You are currently viewing March 2023 Museum Blog – On South Georgia, time has a habit of getting away from you

March 2023 Museum Blog – On South Georgia, time has a habit of getting away from you

South Georgia Museum Blog – March 2023

On South Georgia, time has a habit of getting away from you – and this season has been no different. One moment the team were arriving on the island, and the next we were busy deep-cleaning and packing up! However, before we tackled our end of season tasks, we still had plenty of visitors to welcome and some very special occasions to celebrate!

We have been lucky to have several weddings held in the church at Grytviken this season. The final one was held in the middle of March and the team were delighted to help the bride get ready in the museum. There can’t be many brides that walk to their wedding wearing wellies and a waterproof jacket over their dress!

The bride makes her way to Grytviken Church


In between ship visits, the team got involved in the station’s annual ‘South Georgia Regatta’. This is held every year on the lake above Grytviken and participants all construct their own vessel, before racing it from one side of the lake to the other. This year’s boats came in a variety of forms but ultimately it was our Post Master, Matt, that was victorious with his unique design – a model post box with a black bin bag for a sail!

The line-up for this season’s South Georgia Regatta


By the middle of March, it was time to get the Quest crow’s nest ready for its long journey home. Kindly loaned to us by All Hallows by the Tower, the barrel comes from Shackleton’s final expedition ship, the Quest, and has been a highlight for visitors to the South Georgia Museum this season. After some careful packaging, the barrel was transported to the British Antarctic Survey base at King Edward Point, from where it will return to the UK on board the British Antarctic Survey’s RRS Sir David Attenborough.

The Quest barrel safely boxed up and ready to start its journey north


Before the team departed the island at the end of March, our most important task was to winterise the museum for the next six months. This involves putting away our outside signs and benches to protect them from the winter snow. We also removed some of our more fragile aobjects from display to allow them a chance to ‘rest’ between seasons. This is particularly important for paper and textile objects as they are more susceptible to light damage. By giving them some time off from being on display, we can ensure that they remain in good condition for future generations to enjoy.

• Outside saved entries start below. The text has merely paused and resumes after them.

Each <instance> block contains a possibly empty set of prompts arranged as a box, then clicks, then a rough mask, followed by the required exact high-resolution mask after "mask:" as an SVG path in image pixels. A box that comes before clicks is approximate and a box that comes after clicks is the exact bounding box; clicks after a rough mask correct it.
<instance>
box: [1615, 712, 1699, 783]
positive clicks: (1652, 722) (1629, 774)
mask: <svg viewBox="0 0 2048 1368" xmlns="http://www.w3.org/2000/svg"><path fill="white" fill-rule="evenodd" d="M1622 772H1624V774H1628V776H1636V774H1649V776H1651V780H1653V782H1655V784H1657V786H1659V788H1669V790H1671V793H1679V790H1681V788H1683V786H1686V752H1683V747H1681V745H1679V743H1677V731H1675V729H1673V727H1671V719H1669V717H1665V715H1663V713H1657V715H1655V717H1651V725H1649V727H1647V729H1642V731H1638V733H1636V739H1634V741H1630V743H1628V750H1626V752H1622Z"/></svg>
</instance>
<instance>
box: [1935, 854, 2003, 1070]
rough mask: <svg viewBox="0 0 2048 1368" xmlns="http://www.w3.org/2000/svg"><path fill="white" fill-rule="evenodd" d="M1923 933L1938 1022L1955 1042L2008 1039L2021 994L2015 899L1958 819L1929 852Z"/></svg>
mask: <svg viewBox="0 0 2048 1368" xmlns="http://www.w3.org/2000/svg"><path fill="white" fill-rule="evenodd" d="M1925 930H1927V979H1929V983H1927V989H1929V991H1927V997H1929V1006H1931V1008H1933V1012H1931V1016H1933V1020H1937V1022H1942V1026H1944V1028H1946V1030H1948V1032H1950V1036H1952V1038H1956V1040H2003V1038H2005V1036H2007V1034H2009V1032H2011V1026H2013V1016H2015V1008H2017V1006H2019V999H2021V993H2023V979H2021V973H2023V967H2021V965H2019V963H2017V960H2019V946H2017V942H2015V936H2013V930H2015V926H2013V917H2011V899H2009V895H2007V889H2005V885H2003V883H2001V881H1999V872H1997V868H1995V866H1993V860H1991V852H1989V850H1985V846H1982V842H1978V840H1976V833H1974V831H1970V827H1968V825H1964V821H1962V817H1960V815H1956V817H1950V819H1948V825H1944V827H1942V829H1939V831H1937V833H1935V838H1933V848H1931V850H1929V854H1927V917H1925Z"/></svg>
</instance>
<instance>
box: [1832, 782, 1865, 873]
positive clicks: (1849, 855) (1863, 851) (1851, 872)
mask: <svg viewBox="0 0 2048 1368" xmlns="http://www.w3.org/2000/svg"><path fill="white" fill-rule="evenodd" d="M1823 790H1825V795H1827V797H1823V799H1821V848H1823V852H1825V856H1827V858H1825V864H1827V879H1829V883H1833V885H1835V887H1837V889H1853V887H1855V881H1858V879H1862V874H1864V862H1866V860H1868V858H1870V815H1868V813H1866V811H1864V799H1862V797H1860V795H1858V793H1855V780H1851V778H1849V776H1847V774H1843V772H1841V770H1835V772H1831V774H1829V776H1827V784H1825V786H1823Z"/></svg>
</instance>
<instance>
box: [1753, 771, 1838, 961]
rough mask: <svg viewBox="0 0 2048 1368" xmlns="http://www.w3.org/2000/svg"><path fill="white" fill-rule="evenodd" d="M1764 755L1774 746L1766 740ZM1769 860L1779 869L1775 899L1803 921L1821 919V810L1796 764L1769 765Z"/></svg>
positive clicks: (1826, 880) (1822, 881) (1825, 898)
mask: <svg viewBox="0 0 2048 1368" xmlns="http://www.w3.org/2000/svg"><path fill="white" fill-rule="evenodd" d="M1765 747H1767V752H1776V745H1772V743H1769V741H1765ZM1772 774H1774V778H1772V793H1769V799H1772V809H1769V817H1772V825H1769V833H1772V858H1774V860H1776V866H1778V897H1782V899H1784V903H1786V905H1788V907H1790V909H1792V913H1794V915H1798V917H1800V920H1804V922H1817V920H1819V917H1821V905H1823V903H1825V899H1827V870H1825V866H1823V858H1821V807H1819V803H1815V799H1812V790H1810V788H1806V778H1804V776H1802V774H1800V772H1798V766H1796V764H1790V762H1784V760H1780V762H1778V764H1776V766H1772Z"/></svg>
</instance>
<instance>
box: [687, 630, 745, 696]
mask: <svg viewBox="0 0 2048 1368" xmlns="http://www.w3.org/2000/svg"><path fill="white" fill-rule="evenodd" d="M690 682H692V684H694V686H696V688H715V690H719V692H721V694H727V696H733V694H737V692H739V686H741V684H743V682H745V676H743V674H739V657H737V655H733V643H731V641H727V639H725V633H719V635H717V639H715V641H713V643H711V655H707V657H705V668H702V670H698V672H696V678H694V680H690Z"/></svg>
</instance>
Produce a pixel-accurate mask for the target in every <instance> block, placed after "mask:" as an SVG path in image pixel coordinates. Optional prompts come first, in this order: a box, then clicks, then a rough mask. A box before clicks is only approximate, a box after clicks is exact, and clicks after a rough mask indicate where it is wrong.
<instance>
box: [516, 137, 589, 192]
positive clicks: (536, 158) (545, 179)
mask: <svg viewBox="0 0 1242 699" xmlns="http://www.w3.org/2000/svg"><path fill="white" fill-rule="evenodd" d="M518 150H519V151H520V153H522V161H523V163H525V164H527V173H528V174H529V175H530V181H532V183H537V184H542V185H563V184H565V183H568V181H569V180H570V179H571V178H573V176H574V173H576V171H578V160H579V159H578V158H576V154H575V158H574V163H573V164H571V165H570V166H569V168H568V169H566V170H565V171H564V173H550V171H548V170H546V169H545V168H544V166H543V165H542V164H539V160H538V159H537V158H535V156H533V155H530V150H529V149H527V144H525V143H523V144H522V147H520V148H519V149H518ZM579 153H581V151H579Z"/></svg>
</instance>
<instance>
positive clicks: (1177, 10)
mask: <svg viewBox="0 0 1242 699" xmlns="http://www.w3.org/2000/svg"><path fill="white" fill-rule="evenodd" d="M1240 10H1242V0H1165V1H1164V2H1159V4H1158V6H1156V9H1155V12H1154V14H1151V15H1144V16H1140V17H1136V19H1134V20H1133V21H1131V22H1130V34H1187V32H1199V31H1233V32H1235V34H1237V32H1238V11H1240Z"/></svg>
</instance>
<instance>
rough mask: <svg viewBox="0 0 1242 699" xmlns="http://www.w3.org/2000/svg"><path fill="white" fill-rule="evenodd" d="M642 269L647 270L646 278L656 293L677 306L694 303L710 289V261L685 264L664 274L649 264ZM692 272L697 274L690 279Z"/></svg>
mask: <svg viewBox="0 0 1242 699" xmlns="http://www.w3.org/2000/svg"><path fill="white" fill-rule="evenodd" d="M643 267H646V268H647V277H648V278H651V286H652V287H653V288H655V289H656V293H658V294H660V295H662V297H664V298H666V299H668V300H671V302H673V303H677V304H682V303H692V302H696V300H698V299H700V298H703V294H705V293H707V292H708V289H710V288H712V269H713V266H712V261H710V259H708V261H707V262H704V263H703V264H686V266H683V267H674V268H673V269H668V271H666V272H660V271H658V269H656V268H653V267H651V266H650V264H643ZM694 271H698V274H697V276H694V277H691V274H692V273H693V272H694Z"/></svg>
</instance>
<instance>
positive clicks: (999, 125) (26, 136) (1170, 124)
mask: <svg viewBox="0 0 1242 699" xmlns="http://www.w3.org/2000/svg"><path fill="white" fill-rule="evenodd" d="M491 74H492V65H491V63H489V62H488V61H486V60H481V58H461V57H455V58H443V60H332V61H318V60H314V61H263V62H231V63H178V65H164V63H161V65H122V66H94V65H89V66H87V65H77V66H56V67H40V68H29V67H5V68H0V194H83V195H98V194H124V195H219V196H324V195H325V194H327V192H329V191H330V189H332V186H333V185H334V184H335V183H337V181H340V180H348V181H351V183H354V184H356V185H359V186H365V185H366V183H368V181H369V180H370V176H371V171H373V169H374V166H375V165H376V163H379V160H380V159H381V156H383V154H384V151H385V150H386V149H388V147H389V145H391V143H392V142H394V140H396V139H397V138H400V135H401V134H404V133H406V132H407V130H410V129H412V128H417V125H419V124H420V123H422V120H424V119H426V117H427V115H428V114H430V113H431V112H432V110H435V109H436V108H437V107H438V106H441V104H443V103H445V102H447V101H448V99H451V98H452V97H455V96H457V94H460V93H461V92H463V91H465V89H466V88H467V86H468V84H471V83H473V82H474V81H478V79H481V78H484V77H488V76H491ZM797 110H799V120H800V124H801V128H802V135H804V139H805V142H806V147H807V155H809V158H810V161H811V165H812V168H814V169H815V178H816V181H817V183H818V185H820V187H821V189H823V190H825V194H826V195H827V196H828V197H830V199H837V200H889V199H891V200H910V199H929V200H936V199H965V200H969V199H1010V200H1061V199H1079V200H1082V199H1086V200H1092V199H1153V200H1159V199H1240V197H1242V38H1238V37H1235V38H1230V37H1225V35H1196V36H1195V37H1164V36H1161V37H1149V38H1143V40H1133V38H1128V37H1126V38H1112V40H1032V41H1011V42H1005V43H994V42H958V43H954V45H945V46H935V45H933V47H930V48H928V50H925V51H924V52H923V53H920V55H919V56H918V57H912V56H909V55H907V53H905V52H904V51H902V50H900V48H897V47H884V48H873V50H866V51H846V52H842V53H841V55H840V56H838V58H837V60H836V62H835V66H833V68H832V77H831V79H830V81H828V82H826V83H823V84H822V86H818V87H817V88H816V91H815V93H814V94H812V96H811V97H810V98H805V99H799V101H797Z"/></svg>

Finally, it started to get a bit colder and the first dusting of snow arrived – a clear sign that it was time for the museum team to head home! Helen, Lauren and Aoife departed first on board the Greg Mortimer and were lucky to get to visit several other sites around South Georgia before sailing to the Falkland Islands. Only a few days later, Deirdre followed suit on board the Sylvia Earle. The journey home from South Georgia can be an epic one and this season was no different. The team record was set by Deirdre, who departed South Georgia on the 26th March and finally reached home on 15th April – 21 days later!

The team with the final ship they welcomed together this season, NG Explorer


But now that the team are all safely home, how best to sum up the season? We saw 103 ship visits, welcomed over 13500 visitors and delivered 131 whaling station tours. However, numbers can’t tell the whole story! The team also hiked mountains, hosted ceilidhs, assisted the scientists to weigh fur seal pups and ran half marathons. Time might go quickly on South Georgia but we really made the most of it!